Reflections from the Notetaker

What do I really think is going on?
I think Andrew's take (or at least my understanding which I wrote up) is likely "what's happening" for real. It's a great hypothesis for a working logical model for what happens when we enter mystical states either via entheogens or deprivations or near death or whathave you. basically, detach senses and mind will wander. train to focus the right way and you can will exploration of this model. THEN. genetics and culture and previous knowledge will layer in. So, if your culture says you get downloads from a specific entity, you might experience that. If culture says you commune with christ, you might experience that. If culture says there's the fairies and elves and forest spirits, maybe you get that. Seems though that theres some fundamentals (like elves in the DMT realm), but are we just projecting words from our childhood memories onto a more fundamental mental machinery?

When we say hyperspace, we're talking about modeling bricks, or as a computer scientist might say the underlying logic/machinery. Pretty cool that DMT allows your perception to explore these "modeling bricks" as tangible perceivable things...

So. ALL of these world religions, including shamanic ones.... I believe, have a underlying basis in our own mental machinery which yields our own logical conciousness.

All of this that Andrew (and I've summarized above) have written can explain any mystical state in a hand wavy sort of way (thus the word logical not physical). That exploration of the model. Greek Oracular rites connecting the initiate to the "Aionic Life" timeless realm, using pharmakon, music, poems, sex to set up that Adelon (imagery) in mind. Eleusinian mysteries, with the setup of the Persephone story + Kykeon + 9 day trek + fasting. Modern Chaos Magic where you create and then recall/hold an image of a sigil to evoke a mental state. Buddha under a tree, after fasting for many days, gets enlightenment, buddhamind. Several Christian sects or movements emphasize transcendent experience, often through a Christ-centered lens, they have their Christmind which is like a Buddhamind experience.
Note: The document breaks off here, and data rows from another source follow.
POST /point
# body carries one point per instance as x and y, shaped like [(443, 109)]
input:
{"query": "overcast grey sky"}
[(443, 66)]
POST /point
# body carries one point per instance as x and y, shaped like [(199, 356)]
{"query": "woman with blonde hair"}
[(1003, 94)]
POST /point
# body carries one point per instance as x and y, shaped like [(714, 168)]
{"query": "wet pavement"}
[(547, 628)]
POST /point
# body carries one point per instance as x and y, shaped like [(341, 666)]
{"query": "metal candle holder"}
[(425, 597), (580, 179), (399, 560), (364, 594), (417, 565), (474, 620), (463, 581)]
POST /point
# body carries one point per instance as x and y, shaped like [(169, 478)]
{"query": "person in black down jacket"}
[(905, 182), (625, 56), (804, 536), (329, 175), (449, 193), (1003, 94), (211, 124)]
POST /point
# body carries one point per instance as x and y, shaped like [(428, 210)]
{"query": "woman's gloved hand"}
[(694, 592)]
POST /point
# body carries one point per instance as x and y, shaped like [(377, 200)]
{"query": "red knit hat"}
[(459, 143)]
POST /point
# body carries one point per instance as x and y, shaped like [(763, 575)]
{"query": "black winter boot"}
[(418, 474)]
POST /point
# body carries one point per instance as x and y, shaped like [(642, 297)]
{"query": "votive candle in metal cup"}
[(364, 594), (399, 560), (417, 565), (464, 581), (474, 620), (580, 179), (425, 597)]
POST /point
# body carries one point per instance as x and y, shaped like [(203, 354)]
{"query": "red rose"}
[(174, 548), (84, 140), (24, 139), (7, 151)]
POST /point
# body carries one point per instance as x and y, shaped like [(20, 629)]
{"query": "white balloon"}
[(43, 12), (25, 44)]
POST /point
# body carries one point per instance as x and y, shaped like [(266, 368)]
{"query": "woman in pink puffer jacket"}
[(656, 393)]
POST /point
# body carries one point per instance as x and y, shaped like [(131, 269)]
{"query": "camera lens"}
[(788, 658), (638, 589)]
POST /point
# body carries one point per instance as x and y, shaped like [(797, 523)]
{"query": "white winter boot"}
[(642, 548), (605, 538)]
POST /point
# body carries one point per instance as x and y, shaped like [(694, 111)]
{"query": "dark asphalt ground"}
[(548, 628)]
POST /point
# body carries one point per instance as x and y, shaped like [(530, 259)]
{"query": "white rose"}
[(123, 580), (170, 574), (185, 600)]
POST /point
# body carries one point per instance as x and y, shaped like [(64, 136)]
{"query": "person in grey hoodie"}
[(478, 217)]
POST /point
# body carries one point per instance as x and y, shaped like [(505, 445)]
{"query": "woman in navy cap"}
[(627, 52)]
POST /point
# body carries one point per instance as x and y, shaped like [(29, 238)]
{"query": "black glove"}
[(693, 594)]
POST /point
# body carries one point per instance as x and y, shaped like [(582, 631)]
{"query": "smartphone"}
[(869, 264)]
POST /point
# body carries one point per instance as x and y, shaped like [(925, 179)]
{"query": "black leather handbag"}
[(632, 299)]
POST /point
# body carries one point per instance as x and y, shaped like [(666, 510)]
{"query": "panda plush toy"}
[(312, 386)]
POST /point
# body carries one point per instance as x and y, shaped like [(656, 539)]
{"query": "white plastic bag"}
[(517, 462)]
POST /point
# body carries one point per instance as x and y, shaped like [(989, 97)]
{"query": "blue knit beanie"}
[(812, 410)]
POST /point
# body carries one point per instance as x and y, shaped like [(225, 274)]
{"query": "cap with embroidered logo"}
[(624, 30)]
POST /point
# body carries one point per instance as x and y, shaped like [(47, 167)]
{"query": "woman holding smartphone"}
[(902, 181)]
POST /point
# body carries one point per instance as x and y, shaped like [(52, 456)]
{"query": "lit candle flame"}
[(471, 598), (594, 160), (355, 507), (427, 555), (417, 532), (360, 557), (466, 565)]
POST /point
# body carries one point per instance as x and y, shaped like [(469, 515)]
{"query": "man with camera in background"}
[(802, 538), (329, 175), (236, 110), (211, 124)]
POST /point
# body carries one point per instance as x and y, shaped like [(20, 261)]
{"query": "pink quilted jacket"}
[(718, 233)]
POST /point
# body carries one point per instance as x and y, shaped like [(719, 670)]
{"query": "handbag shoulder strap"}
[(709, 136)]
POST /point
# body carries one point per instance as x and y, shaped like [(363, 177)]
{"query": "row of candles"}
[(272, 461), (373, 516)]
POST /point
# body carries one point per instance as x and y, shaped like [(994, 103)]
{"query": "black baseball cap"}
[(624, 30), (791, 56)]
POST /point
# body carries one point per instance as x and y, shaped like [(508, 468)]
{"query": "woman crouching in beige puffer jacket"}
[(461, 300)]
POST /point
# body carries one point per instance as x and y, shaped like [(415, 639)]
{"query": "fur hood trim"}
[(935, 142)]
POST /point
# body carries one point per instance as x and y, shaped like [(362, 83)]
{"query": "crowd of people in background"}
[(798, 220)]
Getting out of my area of knowledge, but I'm aware of Native Americans and consulting with the spirits... etc... but all of these seem to be the same thing with different triggers, different setups to create repeatability of practice.

i say logical above to avoid any physical plumbing definitions like conway's game of life - which i took 100% as metaphor. i think andrew even had a short paragraph where after having spent CHAPTERS on conway game of life, he acknoledges was just an illustrative metaphor to help the reader understand. which I see confusing people, i've heard people say this book tells us that "what's behind the entire universe and our cognition is conway's game of life".... well. not exactly. ha...

for me, I think the universe (the everything) is all there is, and there are many minds in that universe (all part of the whole). we ARE the big bang, or whatever you want to call the dynamic unfolding process of everything (maybe it didn't bang, but it's definitely dynamic). it doesn't mean we all have magical telepathy connections, we all follow the rules of the universe. of course, we're still learning and refining those rules. but we also know many of them. that's what we call science, understanding what's going on.